With increasing awareness of the benefits of women’s full financial inclusion across a variety of sectors and stakeholders including international agencies, donors, governments and the private sector, women’s financial inclusion is far from guaranteed. IFC estimates that women-owned businesses have up to US$320 billion in unmet financing needs worldwide. Even with financing needs of women a reality; women are still 15% less likely to have a bank account than men globally, according to the Global Findex .
The key to solving this problem is to first get access to data that outlines women’s access to financial services in a far better way than currently possible. Access to data is crucial as even for the governments to play a strong role in identifying the reasons for inequality and subsequent solutions. This will only be possible once the government has a better idea of supply and demand of financial services by each sex. This information will help them in formulating subsequent policies on financial inclusion and why are the current policies either delivering or failing to deliver respectively?
To be able to build a more gender inclusive financial systems following three steps have to be implemented by the regulators:
First of all the regulatory agencies and banks have to realize that sex- disaggregated data can prove very beneficial in helping to improve the financial inclusion of women. There is a need to ensure that these agencies and banks realize the crucial role that this data can play.
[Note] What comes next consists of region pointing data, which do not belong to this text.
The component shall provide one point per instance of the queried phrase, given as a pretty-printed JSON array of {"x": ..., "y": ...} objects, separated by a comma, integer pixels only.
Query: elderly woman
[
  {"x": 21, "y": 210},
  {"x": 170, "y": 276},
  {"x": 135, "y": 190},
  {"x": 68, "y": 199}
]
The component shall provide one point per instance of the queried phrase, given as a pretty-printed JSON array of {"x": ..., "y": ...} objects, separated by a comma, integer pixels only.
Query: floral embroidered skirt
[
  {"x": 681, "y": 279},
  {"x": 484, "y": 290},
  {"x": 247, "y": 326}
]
Set-Gender Specific Targets
When formulating future national financial inclusion plans it is important to have specific gender targets to ensure that certain number or portion of women have been reached. This will help in increasing the outreach to women and ultimately ensure that higher targets are achieved.
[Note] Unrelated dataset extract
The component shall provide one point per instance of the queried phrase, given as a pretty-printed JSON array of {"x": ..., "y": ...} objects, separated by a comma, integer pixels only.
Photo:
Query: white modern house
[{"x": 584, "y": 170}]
Incentivize Reporting Requirements
Even those financial institutions and organizations that understand the need for sex-disaggregated data and want to generate more data are often limited by the need to produce other reporting requirements. Efforts to increase reporting on data regarding women would go a long way in helping improve women’s financial inclusion.
In this day and age access to information and more specifically data is not a problem. What often creates problem is the fact that parameters defined for measurement might not be as inclusive as they should be in order to bridge the existing gap between the genders. Therefore, defining what gets measured can help greatly in increasing the financial inclusion of women across the globe.